The US Strategic Petroleum Reserve was created in 1975 by then-president Gerald Ford to ensure an emergency supply of oil during that decade's price shocks created by war and tensions in the Middle East.

Earlier Tuesday, prices spiked after US energy giant ExxonMobil said it had evacuated non-essential staff from Nigeria's largest oil export terminal amid fears it could be attacked by armed militants.

ExxonMobil's Qua Iboe facility handles exports of 650,000 barrels per day, though the firm's Nigerian spokesman, Yemi Fakayejo, told AFP that output had not yet been hit by the latest scare.

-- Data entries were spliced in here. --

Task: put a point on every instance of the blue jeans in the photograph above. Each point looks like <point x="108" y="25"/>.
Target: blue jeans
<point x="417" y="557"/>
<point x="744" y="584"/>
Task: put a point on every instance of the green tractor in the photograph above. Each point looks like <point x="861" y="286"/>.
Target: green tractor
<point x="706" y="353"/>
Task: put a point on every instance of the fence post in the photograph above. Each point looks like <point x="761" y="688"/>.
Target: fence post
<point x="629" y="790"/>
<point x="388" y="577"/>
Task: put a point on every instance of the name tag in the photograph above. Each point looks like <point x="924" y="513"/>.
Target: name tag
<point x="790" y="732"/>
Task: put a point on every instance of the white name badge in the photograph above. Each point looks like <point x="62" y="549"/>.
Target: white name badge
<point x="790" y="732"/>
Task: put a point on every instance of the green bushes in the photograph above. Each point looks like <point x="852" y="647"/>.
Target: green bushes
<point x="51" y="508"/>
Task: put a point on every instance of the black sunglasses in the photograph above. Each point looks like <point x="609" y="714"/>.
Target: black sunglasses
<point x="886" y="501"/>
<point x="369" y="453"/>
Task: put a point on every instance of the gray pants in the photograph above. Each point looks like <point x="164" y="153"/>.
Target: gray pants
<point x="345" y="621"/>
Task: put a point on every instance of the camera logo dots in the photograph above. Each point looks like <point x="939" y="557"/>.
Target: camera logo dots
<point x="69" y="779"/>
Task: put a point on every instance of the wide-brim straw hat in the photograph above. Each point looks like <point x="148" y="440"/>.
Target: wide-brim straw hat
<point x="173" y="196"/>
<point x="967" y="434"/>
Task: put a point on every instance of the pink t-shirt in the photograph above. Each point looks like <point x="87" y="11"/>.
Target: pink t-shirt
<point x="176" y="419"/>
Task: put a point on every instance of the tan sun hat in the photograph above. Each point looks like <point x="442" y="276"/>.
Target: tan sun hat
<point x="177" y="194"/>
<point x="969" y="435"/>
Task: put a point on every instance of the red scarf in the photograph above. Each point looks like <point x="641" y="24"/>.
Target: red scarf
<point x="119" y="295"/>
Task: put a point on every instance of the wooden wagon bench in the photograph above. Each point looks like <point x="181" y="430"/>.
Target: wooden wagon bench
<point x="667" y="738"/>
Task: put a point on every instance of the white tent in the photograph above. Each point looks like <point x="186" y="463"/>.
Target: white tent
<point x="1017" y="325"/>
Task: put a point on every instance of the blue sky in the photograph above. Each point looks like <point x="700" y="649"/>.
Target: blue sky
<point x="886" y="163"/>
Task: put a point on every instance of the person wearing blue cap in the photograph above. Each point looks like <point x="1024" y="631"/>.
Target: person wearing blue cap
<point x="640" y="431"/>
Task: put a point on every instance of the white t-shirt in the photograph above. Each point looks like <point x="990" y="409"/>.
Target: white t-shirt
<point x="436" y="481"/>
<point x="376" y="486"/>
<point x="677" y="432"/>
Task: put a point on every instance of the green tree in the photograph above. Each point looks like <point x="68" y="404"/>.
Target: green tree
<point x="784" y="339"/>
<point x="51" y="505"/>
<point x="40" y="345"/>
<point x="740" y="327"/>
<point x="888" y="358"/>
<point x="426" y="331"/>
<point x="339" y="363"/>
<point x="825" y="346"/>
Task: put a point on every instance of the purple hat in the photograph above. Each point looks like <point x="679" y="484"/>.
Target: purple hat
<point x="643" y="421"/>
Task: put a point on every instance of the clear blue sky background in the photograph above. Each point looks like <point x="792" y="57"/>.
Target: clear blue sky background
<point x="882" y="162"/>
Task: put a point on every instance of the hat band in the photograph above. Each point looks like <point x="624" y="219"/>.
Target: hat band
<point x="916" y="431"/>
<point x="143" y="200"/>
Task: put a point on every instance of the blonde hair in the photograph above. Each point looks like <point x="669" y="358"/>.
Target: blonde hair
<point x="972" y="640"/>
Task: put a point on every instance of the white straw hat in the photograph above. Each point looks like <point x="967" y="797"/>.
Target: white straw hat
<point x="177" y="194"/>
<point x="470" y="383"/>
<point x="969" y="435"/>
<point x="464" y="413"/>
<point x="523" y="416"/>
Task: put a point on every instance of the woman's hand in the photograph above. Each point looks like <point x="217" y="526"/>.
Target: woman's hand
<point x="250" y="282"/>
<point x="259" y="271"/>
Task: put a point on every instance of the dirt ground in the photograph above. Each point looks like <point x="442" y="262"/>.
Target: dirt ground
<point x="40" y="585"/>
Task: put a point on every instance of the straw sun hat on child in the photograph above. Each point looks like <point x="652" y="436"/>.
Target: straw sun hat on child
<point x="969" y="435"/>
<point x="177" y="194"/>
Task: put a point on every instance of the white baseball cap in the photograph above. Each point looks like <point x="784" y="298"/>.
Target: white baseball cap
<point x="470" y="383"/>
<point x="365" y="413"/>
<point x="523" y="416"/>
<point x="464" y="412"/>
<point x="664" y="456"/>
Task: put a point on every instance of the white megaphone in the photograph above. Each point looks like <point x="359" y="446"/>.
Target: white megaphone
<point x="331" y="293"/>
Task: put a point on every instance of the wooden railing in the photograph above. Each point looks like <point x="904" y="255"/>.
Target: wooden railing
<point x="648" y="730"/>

Traders are nervous of further supply outages in Nigeria, Africa's biggest producer of crude, where around 20.0 percent of output is offline owing to rebel attacks on energy infrastructures in the southern Niger Delta.

"If it is true that ExxonMobil fears further attacks, it implies that we could lose another, say, 20.0-percent of Nigeria production," Societe Generale analyst Deborah White said.

She added: "It does not affect their export capacity for the present, but the story is very worrying."

Attacks by separatist guerrillas over the past three months have slashed Nigeria's exports, which usually stand at 2.5 million barrels per day.

Disruptions to exports of Nigerian light sweet crude oil is of particular concern in the run-up to the US driving season which starts at the end of May.

Although consumers have access to large supplies of heavy, sour crude, refiners prefer light, sweet oil because of its low sulphur content and relatively high yields of gasoline, heating oil as well as diesel and jet fuel.

Demand for gasoline hits top gear next month, when many Americans take to their cars on vacation for the so-called summer driving season in the United States.

Elsewhere on Tuesday, Iran refused to rule out using oil as a weapon in the worsening international standoff over the Islamic republic's disputed nuclear drive.

The warning came as the head of Iran's nuclear agency, Vice President Gholam Reza Aghazadeh, was to hold last-minute talks Wednesday with the United Nations nuclear watchdog, two days before a UN deadline for Tehran to suspend uranium enrichment.